Very briefly: Joseph’s preening dreams of superiority, and the fact that his father clearly favors him over his ten older brothers, have made him the object of their burning jealousy and resentment. They get their revenge by selling him into slavery. Purchased by an Egyptian nobleman, Joseph undergoes a series of exploits and mishaps that culminate in his being appointed Pharaoh’s vizier and grain-czar. When his brothers, suffering a regional famine, come to Egypt to buy food, they encounter but do not recognize him in his majesty. Concealing his identity and subjecting them to elaborate hazing, he finally reveals himself, and they reconcile happily.

Throughout his life, Joseph the dreamer understands the bigger picture in a way that others around him cannot.
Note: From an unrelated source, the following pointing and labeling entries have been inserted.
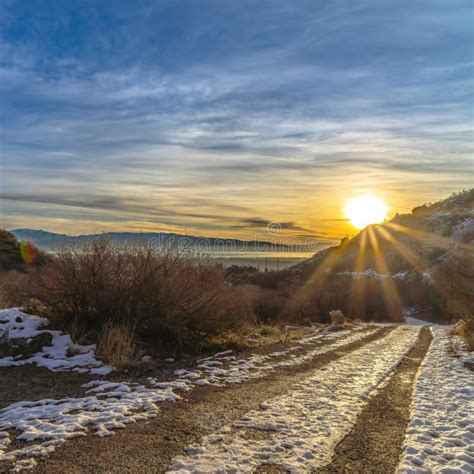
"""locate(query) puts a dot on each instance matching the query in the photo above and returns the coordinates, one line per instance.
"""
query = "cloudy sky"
(216, 117)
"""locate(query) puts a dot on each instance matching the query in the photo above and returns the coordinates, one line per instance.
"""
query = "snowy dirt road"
(322, 403)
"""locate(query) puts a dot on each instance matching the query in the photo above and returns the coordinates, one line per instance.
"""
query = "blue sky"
(215, 117)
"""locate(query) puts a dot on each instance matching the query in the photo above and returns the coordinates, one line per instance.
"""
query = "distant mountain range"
(50, 241)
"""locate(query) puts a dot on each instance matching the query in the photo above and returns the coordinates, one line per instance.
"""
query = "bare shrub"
(117, 346)
(170, 298)
(337, 318)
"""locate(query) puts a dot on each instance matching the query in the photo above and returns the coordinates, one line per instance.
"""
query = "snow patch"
(303, 426)
(440, 435)
(14, 324)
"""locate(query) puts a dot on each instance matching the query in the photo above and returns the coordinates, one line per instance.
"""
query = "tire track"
(301, 428)
(150, 447)
(375, 443)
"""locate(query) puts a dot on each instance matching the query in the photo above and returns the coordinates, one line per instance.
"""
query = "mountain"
(50, 241)
(423, 260)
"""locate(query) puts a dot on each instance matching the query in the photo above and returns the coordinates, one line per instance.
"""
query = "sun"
(365, 210)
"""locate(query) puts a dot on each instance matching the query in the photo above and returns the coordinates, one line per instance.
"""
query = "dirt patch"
(374, 444)
(150, 447)
(29, 382)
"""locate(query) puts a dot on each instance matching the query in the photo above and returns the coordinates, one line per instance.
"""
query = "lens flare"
(29, 252)
(365, 210)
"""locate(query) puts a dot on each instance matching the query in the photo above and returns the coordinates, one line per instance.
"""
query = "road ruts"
(150, 447)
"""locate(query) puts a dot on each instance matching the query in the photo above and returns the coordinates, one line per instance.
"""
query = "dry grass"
(118, 347)
(173, 300)
(337, 318)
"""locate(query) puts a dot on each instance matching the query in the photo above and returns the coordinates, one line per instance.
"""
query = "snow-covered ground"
(301, 428)
(112, 405)
(61, 355)
(211, 371)
(52, 422)
(440, 436)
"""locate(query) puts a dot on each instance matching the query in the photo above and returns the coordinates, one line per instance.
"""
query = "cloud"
(206, 115)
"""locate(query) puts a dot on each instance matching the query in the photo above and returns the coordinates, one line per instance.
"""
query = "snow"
(440, 435)
(239, 370)
(301, 428)
(14, 324)
(50, 423)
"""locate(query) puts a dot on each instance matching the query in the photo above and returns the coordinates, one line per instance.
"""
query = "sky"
(217, 117)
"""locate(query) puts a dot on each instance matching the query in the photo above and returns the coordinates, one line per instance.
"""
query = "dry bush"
(337, 318)
(269, 330)
(170, 298)
(117, 346)
(16, 289)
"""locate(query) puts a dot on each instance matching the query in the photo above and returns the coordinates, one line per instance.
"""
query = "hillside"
(10, 254)
(14, 254)
(423, 260)
(50, 241)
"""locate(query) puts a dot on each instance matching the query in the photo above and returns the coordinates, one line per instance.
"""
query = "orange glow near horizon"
(365, 210)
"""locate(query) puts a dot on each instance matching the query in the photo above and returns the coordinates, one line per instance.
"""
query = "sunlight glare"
(365, 210)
It is this enchanted status that first stirs his brothers’ animosity. In the rabbinic tradition, he is known as “Joseph the Righteous”—emphasizing the way in which he stays true to his convictions and withstands temptation even in the depths of Egyptian imprisonment. In the biblical text itself, however, it is not so much piety as serendipity that appears to shape his life. Things keep working out for him, even after he is enslaved and then imprisoned. But it is not just a matter of luck, either: his dramatic progression—from favored son, to lowly servant, to Egyptian grandee—suggests something remarkable about his personality.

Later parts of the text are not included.